La raison est essentiellement politique et non scientifique. La science, issue d’une unique administration, l’ONCFS, plus proche des écologistes que des chasseurs qui la finance, n’est ici qu’une sorte de faire valoir. Politiquement, pour la mouvance écologiste, il convient d’entretenir le mythe de la «population de loups en danger». Ce mythe est indispensable pour:
1/ développer les meutes et, par la même occasion les prédations et l’abandon des territoires par les éleveurs et bergers
2/ Installer la politique de «re-wilding» c’est-à-dire d’ensauvagement des territoires décidée en 1997 par le WWF / UICN
3/ Justifier l’existence de ces associations et, par la même occasion, des subventions irraisonnables pour entretenir une véritable administration de l’écologie punitive qui surveille et fait condamner tout ce qui ne leur convient pas.
L’interview d’Eric Marboutin présente l’avantage de nous montrer que les éleveurs, élus, organisations syndicales, etc… ont été abusés quant à l’évolution de la population de loups. Avec ce chiffre officiel de progression, même s’il y a tout lieu de penser qu’il est supérieur, ne pourra plus permettre autant de manipulations et permettra d’affirmer qu’en 2014 le chiffre de 350 loups est largement dépassé. En conséquence, des mesures doivent être prises sur la base d’une population viable, quoique beaucoup trop importante pour être compatible avec les activités pastorales, dont le surplus peut faire l’objet d’abattages sans mettre en danger l’avenir de l’espèce en France.

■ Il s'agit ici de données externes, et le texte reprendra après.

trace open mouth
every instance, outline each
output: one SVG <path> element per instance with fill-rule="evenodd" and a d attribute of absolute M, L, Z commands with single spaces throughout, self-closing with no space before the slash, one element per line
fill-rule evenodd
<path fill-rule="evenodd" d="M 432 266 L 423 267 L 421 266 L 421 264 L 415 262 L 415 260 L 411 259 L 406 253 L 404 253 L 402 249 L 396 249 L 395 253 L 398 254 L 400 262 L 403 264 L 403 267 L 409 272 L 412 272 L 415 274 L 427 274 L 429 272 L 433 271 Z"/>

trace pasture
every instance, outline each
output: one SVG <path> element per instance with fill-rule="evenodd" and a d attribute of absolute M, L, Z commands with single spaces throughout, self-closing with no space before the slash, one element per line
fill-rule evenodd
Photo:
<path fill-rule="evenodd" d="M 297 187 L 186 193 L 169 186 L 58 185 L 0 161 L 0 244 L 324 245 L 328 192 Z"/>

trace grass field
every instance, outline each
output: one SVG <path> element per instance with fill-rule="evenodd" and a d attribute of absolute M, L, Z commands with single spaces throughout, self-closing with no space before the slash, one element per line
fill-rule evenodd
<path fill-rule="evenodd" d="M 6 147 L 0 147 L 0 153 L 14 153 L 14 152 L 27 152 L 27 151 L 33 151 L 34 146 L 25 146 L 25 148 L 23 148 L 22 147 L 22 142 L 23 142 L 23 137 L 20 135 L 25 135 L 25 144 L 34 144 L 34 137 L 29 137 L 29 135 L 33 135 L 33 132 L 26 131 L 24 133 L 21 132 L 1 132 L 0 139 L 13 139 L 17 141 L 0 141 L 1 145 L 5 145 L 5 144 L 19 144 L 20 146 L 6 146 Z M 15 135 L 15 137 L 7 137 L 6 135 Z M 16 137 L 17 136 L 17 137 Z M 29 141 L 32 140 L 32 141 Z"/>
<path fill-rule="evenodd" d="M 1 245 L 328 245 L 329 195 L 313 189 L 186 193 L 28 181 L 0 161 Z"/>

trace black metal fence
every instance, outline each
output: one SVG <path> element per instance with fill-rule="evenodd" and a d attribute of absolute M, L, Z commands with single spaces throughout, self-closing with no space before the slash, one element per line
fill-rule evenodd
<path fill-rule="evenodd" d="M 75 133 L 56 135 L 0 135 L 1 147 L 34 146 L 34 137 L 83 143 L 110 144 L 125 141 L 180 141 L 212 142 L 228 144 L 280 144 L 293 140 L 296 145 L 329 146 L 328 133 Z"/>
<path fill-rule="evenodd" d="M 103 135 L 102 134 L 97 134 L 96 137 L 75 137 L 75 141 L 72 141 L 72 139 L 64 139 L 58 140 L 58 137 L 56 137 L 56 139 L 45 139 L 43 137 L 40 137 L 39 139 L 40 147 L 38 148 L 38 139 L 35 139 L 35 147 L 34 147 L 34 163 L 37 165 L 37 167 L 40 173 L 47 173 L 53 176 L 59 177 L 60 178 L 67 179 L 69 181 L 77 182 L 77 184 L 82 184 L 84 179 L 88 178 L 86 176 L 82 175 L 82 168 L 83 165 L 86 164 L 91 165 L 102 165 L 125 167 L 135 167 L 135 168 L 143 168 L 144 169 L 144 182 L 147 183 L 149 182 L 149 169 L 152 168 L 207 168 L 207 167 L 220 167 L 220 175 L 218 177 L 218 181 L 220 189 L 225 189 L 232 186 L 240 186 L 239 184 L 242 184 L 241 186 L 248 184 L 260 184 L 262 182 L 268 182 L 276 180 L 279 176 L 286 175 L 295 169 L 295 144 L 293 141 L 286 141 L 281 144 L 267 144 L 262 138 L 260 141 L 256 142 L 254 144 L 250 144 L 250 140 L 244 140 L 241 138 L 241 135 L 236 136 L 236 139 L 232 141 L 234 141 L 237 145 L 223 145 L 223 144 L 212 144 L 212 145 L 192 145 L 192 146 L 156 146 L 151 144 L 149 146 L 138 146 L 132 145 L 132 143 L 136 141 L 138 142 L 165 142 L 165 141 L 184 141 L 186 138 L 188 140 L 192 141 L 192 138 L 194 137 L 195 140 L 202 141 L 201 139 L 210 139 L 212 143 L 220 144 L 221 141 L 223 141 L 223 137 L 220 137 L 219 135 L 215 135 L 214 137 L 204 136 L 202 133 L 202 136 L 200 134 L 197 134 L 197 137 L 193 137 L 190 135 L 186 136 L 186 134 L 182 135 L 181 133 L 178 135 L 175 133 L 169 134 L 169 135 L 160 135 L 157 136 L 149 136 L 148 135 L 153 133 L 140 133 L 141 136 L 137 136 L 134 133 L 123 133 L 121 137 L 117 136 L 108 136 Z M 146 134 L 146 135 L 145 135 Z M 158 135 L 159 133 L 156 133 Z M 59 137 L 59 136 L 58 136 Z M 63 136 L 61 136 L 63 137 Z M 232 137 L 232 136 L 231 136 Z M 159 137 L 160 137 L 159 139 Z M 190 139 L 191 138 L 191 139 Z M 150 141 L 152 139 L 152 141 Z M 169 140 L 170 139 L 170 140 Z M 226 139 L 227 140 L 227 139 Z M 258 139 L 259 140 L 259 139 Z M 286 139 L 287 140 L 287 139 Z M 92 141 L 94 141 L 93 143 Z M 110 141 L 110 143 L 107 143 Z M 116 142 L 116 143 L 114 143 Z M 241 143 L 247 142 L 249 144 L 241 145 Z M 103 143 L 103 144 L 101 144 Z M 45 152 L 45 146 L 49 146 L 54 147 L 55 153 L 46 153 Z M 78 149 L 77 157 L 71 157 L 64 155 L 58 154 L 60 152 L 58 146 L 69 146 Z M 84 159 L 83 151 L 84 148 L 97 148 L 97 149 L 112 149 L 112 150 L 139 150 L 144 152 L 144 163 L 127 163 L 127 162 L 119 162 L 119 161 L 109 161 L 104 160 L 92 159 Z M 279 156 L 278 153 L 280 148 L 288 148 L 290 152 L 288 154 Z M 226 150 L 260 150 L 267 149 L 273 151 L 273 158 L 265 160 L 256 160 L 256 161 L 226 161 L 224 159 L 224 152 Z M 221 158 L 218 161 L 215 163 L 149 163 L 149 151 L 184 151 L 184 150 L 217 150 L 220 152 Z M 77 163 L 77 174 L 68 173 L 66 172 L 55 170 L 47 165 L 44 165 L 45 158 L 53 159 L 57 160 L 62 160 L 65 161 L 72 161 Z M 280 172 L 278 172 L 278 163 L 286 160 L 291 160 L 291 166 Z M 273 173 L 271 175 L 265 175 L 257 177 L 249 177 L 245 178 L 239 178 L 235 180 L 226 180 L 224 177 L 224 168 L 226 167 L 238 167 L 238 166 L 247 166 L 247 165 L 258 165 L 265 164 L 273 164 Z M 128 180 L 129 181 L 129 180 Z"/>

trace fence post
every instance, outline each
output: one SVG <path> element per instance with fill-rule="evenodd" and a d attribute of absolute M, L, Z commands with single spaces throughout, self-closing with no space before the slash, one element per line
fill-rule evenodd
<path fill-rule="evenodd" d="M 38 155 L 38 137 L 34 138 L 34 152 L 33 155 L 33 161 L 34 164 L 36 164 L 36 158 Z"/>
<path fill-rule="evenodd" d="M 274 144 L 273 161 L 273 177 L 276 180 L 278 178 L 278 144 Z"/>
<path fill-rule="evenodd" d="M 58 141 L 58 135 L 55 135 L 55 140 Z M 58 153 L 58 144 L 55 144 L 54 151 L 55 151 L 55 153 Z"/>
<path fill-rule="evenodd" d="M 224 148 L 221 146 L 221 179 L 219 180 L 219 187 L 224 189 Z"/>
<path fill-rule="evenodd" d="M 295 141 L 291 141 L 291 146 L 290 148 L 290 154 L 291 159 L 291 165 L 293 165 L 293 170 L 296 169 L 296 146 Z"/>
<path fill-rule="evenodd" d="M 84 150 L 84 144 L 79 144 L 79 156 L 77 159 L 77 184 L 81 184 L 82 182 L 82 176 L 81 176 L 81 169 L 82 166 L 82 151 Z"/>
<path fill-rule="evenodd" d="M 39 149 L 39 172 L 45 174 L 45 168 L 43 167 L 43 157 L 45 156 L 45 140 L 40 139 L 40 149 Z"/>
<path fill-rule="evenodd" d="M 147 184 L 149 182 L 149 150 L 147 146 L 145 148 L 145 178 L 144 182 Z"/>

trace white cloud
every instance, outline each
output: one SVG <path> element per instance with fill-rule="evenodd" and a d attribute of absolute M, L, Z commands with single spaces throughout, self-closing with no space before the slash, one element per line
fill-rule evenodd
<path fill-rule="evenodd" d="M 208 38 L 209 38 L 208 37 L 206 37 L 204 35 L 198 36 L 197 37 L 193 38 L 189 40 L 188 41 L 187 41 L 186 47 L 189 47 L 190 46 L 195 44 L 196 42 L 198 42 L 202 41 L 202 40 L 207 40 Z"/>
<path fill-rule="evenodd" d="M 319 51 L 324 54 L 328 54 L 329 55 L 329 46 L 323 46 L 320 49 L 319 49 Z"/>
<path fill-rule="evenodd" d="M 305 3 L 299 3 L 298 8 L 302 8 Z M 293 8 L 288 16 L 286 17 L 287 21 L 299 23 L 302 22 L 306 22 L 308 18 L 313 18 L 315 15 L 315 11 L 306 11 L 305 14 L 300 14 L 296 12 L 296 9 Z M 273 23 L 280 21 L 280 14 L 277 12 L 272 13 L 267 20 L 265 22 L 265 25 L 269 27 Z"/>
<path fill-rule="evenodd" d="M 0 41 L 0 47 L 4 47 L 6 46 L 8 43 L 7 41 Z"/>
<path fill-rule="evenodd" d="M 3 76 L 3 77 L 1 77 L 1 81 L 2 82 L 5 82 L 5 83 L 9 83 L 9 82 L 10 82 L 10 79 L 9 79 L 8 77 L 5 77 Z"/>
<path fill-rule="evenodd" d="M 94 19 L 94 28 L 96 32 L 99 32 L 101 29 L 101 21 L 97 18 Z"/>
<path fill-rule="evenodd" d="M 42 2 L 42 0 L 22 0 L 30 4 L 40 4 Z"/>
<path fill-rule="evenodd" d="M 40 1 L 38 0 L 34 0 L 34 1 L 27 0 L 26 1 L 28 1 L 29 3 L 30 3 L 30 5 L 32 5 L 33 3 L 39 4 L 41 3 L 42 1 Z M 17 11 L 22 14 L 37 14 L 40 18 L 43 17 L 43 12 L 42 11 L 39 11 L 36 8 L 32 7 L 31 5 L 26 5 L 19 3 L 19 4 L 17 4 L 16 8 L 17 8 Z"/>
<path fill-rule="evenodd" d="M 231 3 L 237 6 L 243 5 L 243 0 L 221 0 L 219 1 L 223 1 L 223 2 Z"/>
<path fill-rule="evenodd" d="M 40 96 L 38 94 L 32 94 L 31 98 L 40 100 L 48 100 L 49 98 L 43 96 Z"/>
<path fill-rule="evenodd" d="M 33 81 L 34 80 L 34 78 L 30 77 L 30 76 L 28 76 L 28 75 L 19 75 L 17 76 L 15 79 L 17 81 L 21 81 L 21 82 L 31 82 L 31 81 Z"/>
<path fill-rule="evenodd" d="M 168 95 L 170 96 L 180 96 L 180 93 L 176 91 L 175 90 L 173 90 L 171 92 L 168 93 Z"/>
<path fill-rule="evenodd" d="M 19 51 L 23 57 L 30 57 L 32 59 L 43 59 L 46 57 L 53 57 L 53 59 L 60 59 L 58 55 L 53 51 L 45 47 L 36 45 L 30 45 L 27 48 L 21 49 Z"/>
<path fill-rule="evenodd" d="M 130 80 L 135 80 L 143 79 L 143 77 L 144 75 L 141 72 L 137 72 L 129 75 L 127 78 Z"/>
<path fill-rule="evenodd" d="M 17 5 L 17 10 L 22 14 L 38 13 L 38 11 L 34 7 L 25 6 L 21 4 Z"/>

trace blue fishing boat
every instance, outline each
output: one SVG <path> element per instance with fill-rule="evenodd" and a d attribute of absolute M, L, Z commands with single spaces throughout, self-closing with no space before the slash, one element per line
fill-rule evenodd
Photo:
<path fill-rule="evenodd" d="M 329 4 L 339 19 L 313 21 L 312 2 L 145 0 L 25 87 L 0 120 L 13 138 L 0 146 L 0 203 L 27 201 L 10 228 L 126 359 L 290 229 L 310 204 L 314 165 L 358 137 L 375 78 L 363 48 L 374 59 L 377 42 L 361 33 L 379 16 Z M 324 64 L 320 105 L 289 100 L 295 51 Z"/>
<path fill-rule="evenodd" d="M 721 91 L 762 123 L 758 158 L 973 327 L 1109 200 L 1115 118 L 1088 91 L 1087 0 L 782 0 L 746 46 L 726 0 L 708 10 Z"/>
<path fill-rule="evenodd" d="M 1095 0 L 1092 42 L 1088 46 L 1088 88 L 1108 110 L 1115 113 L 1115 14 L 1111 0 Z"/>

Louis Dollo, le 30 octobre 2013
Venu des Alpes et des Vosges, le loup multiplie depuis mai les attaques dans les élevages ovins de l'Aube et de la Haute-Marne. Jusqu'où peut-il aller? Comment s'implante-t-il sur de nouveaux territoires? Réponses avec Eric Marboutin, responsable des études sur les loups et les lynx à l'Office national de la chasse et de la faune sauvage (ONCFS).
Eric Marboutin: Les loups, réapparus en France en 1992 après avoir été massivement chassés et empoisonnés, sont aujourd'hui présents dans 24 départements. Les animaux sédentarisés sont essentiellement localisés dans les Alpes, mais aussi dans les Pyrénées-Orientales, la Lozère, et le sud du massif vosgien. Des loups isolés ont également été aperçus en Aveyron, dans le Gers, dans l'Aube et la Haute-Marne.
La population de Canis lupus, qui regroupe autour de 250 individus, croît en France à un rythme de 20 % par an. Elle se développe, comme ailleurs en Europe, en raison de la croissance des forêts, de la nourriture abondante et diversifiée (le nombre d'ongulés sauvages est en hausse depuis trente ans) et d'un statut de protection favorable, avec la convention de Berne de 1979 et la directive Habitat Faune Flore de 1992.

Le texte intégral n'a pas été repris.